I suspect most of you know the basic premise, and the cast in various permutations have been blanketing various talk shows for the past couple of weeks, but in case you don’t know, the movie is set during World War II, primarily after the Normandy invasion, when all sides could see the writing on the wall but there was still a perilous journey to get there. The Nazis had been accumulating billions of dollars worth of priceless artworks from the countries they’d invaded and from the Jews in their own country. This artwork was intended to eventually be displayed in a massive “Fuhrer Museum” in Hitler’s home town.
With the end of the war looming, there are several dangers – that the Nazis might destroy the artifacts out of spite, that the Allies might bomb them accidentally, or that the Soviets might re-steal them and keep them for themselves, with the supposed moral justification of their heavy casualties.
Frank Stokes (Clooney) convinces FDR of the necessity to preserve these priceless cultural artifacts, even if it involves risk. The authorities aren’t convinced enough to commit much in the way of resources, but they allow Clooney to put together a team of experts, played by Matt Damon, John Goodman, Bill Murray, Jean Dujardin (“The Artist,” which I saw for the first time on Netflix just a few weeks ago), Bob Balaban and Hugh Bonneville (“Downton Abbey”). The men are a bit too old to be regular soldiers but gamely go through basic training and are dispatched to Europe. There, with the help of a young German-speaking soldier (played by Dimitri Leonidas, who’s gotten little mention but who’s terrific) and a cynical Frenchwoman (Cate Blanchett), they attempt to track down and preserve as much of the artwork as they can, returning it to its original owners if possible.
Some in the military to whom Clooney and his team turn for help see this as a ridiculous distraction and an insult to the brave young soldiers risking their lives around the world. But Clooney and his team passionately believe that the cultural identity of the conquered nations is one of the very things the Nazis had been trying to destroy – and therefore one of the very things that was most worth fighting for. They see themselves not simply as preserving dusty old works of art but as preserving part of what it means to be a human being.

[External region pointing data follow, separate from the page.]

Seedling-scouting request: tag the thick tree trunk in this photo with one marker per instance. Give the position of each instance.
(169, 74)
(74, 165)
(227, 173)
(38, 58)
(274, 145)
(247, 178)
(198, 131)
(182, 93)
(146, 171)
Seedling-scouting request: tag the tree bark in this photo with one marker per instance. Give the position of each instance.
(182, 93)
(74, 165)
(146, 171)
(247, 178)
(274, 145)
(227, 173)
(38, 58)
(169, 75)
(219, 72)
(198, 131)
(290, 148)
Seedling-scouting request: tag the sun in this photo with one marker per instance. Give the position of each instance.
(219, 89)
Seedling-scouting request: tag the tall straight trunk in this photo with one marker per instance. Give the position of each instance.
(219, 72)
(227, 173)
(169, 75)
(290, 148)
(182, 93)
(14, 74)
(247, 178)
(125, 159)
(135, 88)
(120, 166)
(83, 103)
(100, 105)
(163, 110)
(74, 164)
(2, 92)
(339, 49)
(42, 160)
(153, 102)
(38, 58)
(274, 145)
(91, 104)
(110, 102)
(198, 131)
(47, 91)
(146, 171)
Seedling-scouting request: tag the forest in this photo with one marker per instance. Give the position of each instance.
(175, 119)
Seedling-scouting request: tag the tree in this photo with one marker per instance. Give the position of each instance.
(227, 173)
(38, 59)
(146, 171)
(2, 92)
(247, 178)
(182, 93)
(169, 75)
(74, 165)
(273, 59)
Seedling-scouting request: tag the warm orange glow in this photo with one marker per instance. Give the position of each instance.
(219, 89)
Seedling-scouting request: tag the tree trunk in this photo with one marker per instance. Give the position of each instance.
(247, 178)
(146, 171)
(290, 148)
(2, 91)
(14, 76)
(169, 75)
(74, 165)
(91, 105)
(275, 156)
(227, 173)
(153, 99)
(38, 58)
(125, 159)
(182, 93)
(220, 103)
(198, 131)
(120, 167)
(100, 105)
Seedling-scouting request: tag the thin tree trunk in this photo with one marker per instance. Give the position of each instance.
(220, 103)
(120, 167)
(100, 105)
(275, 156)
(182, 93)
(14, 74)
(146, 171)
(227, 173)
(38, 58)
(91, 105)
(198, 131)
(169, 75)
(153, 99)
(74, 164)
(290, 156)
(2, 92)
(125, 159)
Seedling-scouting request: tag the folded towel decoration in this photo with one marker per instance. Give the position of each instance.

I knew going in that this was part of the message of the movie and was afraid it would be driven home with a sledgehammer. Remember Clooney’s famously-arrogant Oscar speech, in which he seemed, on behalf of the entertainment industry, to take credit for every social advance of the past century? Even Trey Parker and Matt Stone of “South Park,” who owed Clooney their careers, made fun of that speech as a dangerous “cloud of smug” which figured into the cataclysmic plot of one “South Park” episode.
But, no, while this movie has a message (and a good one), it works first and foremost as entertainment. The bravado of Clooney’s team and the relationships between various team members made me think of classic movie director Howard Hawks, who would probably have enjoyed this movie greatly. I particularly loved the Mutt-and-Jeff relationship between Bill Murray’s and Bob Balaban’s characters. I would watch a movie just about the two of them.
In fact, if the movie has a flaw, it’s that the cast is so big, with so many great actors, that you wish you could get to know some of the characters a little bit better, especially the two who leave the action before we get to the end.
I highly recommend this movie. I had a great time.